There is a growing recognition that these deaths and wrongful convictions can never be completely explained by the choices of a lone individual—that they are system crashes.

On the medical side there are questions of diagnosis, medication, follow-up, and patient and family interactions. On the criminal side, even when we do see monsters like Derek Chauvin, the Minneapolis cop who killed George Floyd, someone—many “someones”—hired, trained, equipped, acculturated, assigned, dispatched, and accompanied the monsters.

These tragedies are not single-cause episodes.  Many small mistakes and violations, no one of them independently sufficient to cause the disaster, combined with each other and with latent system weaknesses and then—but only then—a life was taken. The cop who pulled the trigger and the prosecutor who hid the evidence were involved in a process of “sense-making” in a swirling cloud of conditions and influences that don’t “cause” things in the way that flipping a switch would, but that do bend the probabilities.

That process always bears the fingerprints of many people distant from the scene, who are unaware of their contributions, and are horrified by the outcomes. They would do things differently if they knew.

And, the fact is, sometimes the last cop in line, or the novice assistant district attorney who hides the file has been “set up to fail”—has taken what Diane Vaughan, writing of the space shuttle Challenger launch decision, called “situated action” in a professional culture made by others.

The deterrent effect of prosecuting one cop or prosecutor will influence the next cop or prosecutor who comes along, but it can only be one influence among many. It can’t substitute for the regular practice of working continuously to illuminate and repair the many contributing sources of error that lurk in the complex system that administers criminal justice.

We have to learn how to learn from tragedy in order to build safety into criminal justice.
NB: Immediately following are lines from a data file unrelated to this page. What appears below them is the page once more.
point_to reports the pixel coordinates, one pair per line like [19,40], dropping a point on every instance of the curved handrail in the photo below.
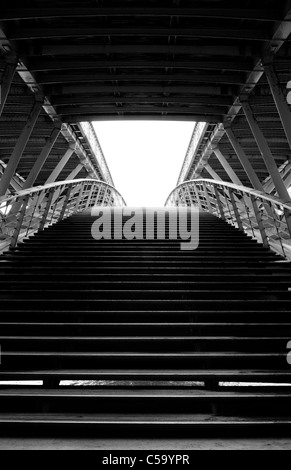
[264,217]
[250,191]
[31,210]
[36,189]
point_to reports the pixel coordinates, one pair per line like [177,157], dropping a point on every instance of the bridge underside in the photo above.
[170,60]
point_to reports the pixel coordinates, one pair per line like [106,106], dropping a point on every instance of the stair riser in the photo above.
[23,361]
[247,407]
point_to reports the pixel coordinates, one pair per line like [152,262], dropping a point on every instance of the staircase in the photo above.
[156,331]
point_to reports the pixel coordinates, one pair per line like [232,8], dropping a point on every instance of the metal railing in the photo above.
[29,211]
[260,215]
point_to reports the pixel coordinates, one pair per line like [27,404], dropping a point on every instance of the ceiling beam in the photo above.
[41,65]
[75,77]
[204,110]
[24,33]
[150,116]
[257,14]
[117,89]
[171,49]
[94,99]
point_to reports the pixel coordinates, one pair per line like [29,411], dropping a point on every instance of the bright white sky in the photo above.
[144,157]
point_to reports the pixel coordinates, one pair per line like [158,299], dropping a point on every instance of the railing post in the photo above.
[90,196]
[62,214]
[260,223]
[220,207]
[19,222]
[236,212]
[197,196]
[207,197]
[79,200]
[46,210]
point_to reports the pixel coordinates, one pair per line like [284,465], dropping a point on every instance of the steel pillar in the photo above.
[241,155]
[266,153]
[60,166]
[279,98]
[6,81]
[74,173]
[42,157]
[232,175]
[213,173]
[20,146]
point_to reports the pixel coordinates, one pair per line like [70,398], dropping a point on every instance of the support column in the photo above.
[226,166]
[279,98]
[74,173]
[20,146]
[241,155]
[212,172]
[6,81]
[60,166]
[266,153]
[42,157]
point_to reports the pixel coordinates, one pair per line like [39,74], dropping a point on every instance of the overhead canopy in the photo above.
[170,60]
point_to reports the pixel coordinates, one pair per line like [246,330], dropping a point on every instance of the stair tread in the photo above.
[136,393]
[143,354]
[142,418]
[151,372]
[144,338]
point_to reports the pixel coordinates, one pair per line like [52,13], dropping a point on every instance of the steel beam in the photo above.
[255,14]
[236,64]
[206,111]
[266,152]
[196,77]
[62,100]
[75,172]
[166,115]
[137,88]
[230,172]
[60,166]
[279,98]
[31,33]
[20,146]
[213,173]
[169,49]
[42,157]
[6,81]
[241,155]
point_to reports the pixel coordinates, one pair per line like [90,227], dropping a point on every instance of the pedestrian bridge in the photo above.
[152,327]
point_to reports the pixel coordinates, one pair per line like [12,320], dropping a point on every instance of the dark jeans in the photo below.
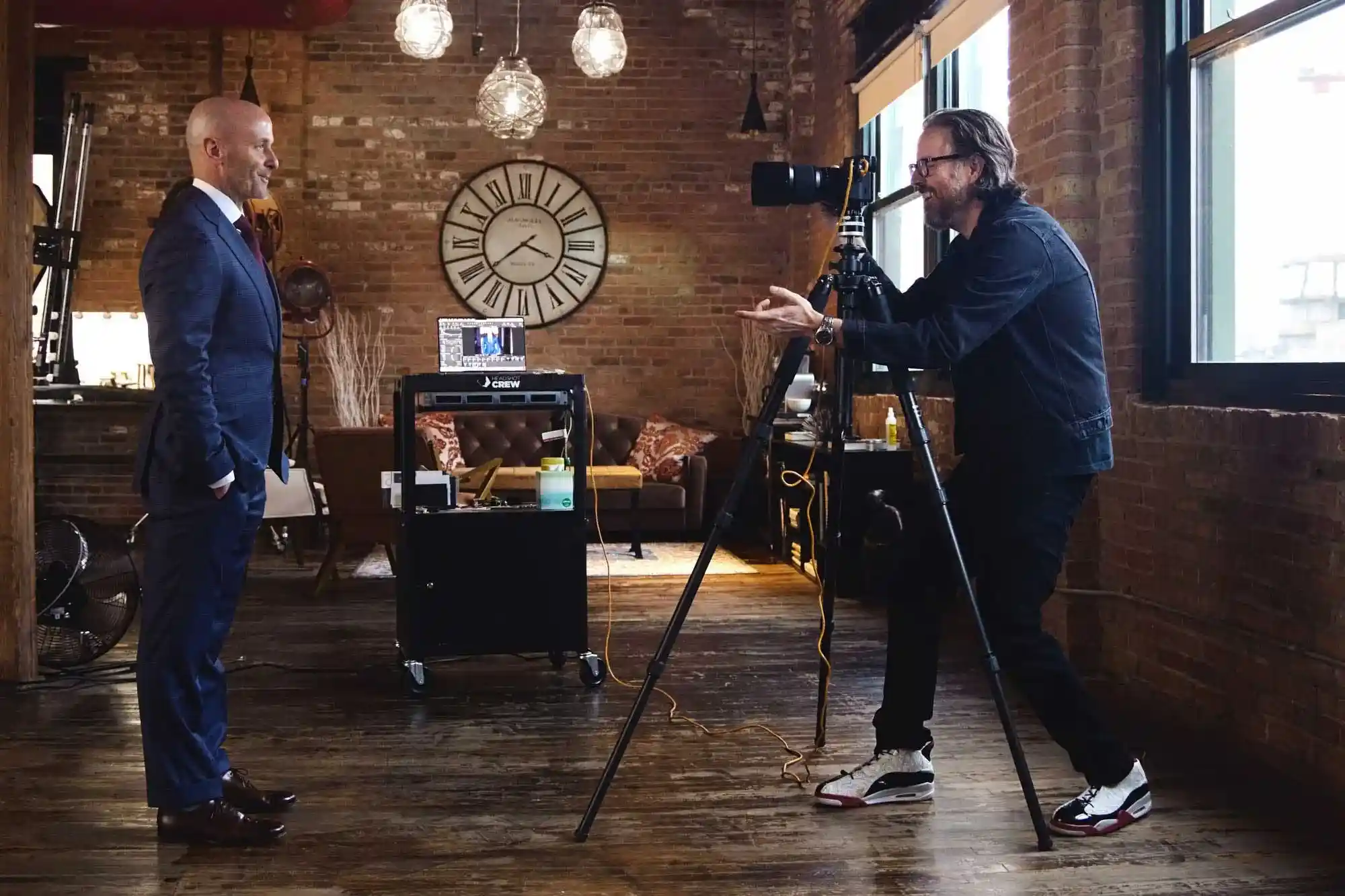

Massachusetts has a working model of turning tragedy into learning available. After it was discovered that Globe health reporter Betsy Lehman was killed by a massive overdose of chemotherapy drugs at the Dana-Farber Cancer Institute, the state addressed the problem of patient safety by creating the Betsy Lehman Center. That center provides a space for learning from errors, “near misses,” and “good catches.” Its enabling legislation provides a “safe harbor” provision that guarantees that the information it gathers in order to enhance learning and prevention will not be admissible in other proceedings designed to assess blame and punishment.

The urgent question in criminal justice is not “Which prosecutor deals out (or deflects) the punishment?” but “How can we show that—regardless of who is to blame—we do not want this to happen ever again?”

If we replicate the Lehman Center’s capacities in criminal justice, we will be able to do what jurisdictions such has Tucson have done: conduct regular, all-stakeholders, “sentinel event reviews,” that go beyond punishment and involve the community in enhancing its future safety.

We will be able to recognize that every tragedy also presents a treasure house of mistakes that we can  learn from and influences and conditions that we can address—and we be able to honor the victims of tragedy by acting on that recognition.

James Doyle is a Boston defense lawyer and author.